The Fifth Witness
- Hardcover edition
- Author: Michael Connelly
- Language: English
- Series: Mickey Haller, No. 4
- Genre: Crime fiction, mystery
- Publisher: Little, Brown and Co.
- Publication date: April 5, 2011
- Publication place: United States
- Media type: Print (hardback)
- ISBN: 978-0316069359
- Preceded by: The Reversal
- Followed by: The Gods of Guilt

= The Fifth Witness =

2011 novel

The Fifth Witness is the 23rd novel by American author Michael Connelly and features the fourth starring appearance of Los Angeles criminal defense attorney Michael "Mickey" Haller. It was published in the United States on April 5, 2011.

==Plot==
Mickey Haller is called on to defend a long-standing client, Lisa Trammel, when she is suspected of murdering wealthy Mitchell Bondurant. According to forensic evidence, Bondurant, who was six-foot-two, had been murdered with a hammer blow from behind, on the very top of his head, while standing up.

Haller and his staff (including his ex-wife, Lorna Taylor, and his investigator and Lorna's husband, Dennis "Cisco" Wojciechowski) work on demolishing the prosecution's case, even though Haller has never won against his opposing counsel, Andrea Freeman.
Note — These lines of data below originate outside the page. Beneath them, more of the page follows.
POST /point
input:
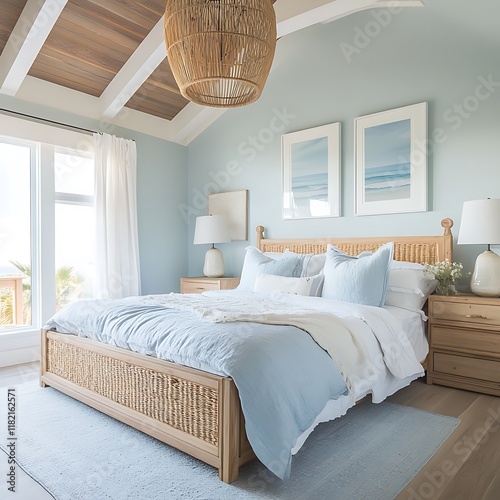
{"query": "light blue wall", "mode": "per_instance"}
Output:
(436, 54)
(161, 189)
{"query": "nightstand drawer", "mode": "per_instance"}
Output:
(468, 340)
(193, 286)
(480, 314)
(201, 284)
(463, 366)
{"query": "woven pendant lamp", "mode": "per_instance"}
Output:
(220, 51)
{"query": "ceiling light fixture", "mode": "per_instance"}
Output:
(220, 51)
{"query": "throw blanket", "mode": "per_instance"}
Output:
(283, 377)
(318, 317)
(325, 328)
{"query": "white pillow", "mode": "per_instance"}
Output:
(411, 279)
(310, 285)
(408, 287)
(362, 280)
(312, 265)
(256, 262)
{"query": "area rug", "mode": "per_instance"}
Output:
(77, 453)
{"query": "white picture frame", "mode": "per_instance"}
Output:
(311, 172)
(391, 161)
(234, 205)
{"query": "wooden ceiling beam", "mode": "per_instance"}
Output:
(30, 32)
(150, 53)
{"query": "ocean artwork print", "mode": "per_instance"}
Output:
(387, 174)
(309, 177)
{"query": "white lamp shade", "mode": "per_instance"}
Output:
(211, 229)
(480, 223)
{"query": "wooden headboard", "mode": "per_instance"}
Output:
(421, 249)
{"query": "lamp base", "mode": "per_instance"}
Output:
(485, 279)
(214, 264)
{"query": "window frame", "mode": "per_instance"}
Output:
(45, 141)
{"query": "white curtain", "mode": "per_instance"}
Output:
(117, 258)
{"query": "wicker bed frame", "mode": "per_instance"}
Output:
(194, 411)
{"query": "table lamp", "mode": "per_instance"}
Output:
(481, 226)
(211, 229)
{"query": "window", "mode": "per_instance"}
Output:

On discovering Bondurant's probable involvement with organized crime, Haller concentrates on establishing alternative suspects as well as relying on forensic evidence which suggests that Trammel is physically incapable of the crime.

Haller's case hinges on the testimony of a witness whom he maneuvers into invoking the Fifth Amendment on the witness stand, thus creating a plausible alternate killer for the jury. Before Haller can detail the witness' criminal connections in open court, he takes the Fifth, ending his testimony. The judge instructs the jury to disregard the entire testimony, but the jury still acquits Trammel.

Haller subsequently realizes that Trammel is guilty, and is shaken by her indifferent attitude when he confronts her. Three weeks later, with his law practice booming as a result of the trial, he gets a call from Trammel in which she both accuses him of tipping off the police to dig up her garden and begs him to represent her when she is tried for her husband's murder. He refuses, telling her that he has just filed to run for Los Angeles County District Attorney because he no longer wishes to associate with people like her.